US-traded spot Bitcoin ETFs have snapped a four-month cooling period, recording their longest daily inflow streak this year. This surge comes as institutional demand shows renewed signs of life amidst a volatile macroeconomic backdrop.
The suite of 11 investment products attracted more than $767 million in fresh capital over a five-day period from March 9 to March 13, according to data from SosoValue.
Bitcoin ETFs Absorb 18,000 BTC as Institutional Demand Turns Higher
The streak marks a significant pivot for the sector, which had been struggling with net outflows since November 2025 amid escalating geopolitical tensions.
BlackRock’s iShares Bitcoin Trust (IBIT) continues to be the primary engine of the recovery. The fund accounted for $600 million of the week’s total, representing more than 78% of all inflows.
Fidelity’s Wise Origin Bitcoin Fund followed with $147.5 million in inflows. Meanwhile, Grayscale’s Bitcoin Trust recorded a modest $15.3 million, marking a stark contrast to the massive liquidations that plagued the converted trust last year.
Analysts at Ecoinometrics, a macro intelligence platform, noted that these numbers indicate Bitcoin ETFs are finally showing signs of life.
The firm noted that the ETFs have absorbed approximately 18,000 BTC since the start of March, which is a “sharp break” from the previous four months.

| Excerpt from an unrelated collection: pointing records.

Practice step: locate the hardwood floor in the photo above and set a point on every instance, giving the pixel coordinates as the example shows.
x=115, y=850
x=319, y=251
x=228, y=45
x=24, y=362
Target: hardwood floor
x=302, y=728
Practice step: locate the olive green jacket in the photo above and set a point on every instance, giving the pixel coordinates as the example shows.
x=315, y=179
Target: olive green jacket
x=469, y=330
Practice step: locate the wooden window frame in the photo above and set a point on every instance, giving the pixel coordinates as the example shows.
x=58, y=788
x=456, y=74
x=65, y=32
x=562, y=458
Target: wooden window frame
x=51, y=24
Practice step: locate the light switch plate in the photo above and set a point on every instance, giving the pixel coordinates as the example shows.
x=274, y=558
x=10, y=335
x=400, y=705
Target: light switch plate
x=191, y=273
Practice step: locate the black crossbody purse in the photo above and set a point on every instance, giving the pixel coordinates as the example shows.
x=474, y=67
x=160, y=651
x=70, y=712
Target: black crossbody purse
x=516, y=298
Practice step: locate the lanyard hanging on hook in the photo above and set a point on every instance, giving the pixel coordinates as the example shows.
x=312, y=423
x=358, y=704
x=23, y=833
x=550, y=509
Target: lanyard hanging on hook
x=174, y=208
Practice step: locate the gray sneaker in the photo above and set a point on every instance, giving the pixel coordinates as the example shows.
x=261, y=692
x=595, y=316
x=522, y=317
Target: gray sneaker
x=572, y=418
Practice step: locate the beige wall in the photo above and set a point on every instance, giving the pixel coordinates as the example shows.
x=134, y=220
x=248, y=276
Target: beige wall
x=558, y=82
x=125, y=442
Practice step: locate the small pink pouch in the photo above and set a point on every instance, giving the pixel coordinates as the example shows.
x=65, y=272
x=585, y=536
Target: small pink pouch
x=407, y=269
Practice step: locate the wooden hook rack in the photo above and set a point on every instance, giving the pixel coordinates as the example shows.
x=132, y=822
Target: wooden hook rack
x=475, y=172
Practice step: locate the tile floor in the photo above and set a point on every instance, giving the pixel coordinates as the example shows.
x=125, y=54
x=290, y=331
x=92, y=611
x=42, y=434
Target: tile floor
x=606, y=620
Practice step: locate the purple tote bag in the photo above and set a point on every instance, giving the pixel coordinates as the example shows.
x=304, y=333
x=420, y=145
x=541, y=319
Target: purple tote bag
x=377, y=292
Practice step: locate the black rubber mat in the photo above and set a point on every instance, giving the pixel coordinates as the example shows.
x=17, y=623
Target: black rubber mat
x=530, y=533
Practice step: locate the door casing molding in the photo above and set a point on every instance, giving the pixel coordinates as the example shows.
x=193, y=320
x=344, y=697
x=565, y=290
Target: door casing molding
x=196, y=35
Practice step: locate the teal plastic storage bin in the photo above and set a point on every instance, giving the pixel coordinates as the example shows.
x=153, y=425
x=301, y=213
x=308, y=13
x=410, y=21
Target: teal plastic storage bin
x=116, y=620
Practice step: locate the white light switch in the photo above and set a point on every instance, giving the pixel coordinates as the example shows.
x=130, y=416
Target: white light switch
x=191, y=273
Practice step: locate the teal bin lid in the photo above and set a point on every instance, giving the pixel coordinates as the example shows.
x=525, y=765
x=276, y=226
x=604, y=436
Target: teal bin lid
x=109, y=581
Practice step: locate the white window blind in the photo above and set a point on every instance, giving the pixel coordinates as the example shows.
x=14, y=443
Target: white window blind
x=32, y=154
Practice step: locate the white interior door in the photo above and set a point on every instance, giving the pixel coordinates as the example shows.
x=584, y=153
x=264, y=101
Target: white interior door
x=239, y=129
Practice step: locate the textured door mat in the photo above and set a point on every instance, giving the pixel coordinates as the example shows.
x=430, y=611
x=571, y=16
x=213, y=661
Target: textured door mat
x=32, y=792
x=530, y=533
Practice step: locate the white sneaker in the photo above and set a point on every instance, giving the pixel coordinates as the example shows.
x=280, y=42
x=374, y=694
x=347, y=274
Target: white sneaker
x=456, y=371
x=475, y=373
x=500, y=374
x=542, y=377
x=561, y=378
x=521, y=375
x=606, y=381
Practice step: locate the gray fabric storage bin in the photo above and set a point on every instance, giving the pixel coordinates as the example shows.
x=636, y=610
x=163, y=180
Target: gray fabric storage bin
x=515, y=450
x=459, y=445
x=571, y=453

“It does not mean the recovery is confirmed yet. But if this pace holds… it would strengthen the case that Bitcoin is building a base,” it added.
Notably, the resurgence in buying coincided with a recovery in Bitcoin’s price, which climbed more than 6% over the last seven days to trade near $71,791.
The performance is particularly notable given the ongoing US-Iran conflict, which has historically sent investors fleeing to traditional “safe havens” like gold.
Data from the financial firm River indicates that Bitcoin has consistently outperformed the S&P 500 and gold during major geopolitical events since 2020.
This suggests that some institutional portfolios may now view digital assets as a legitimate hedge against traditional market instability.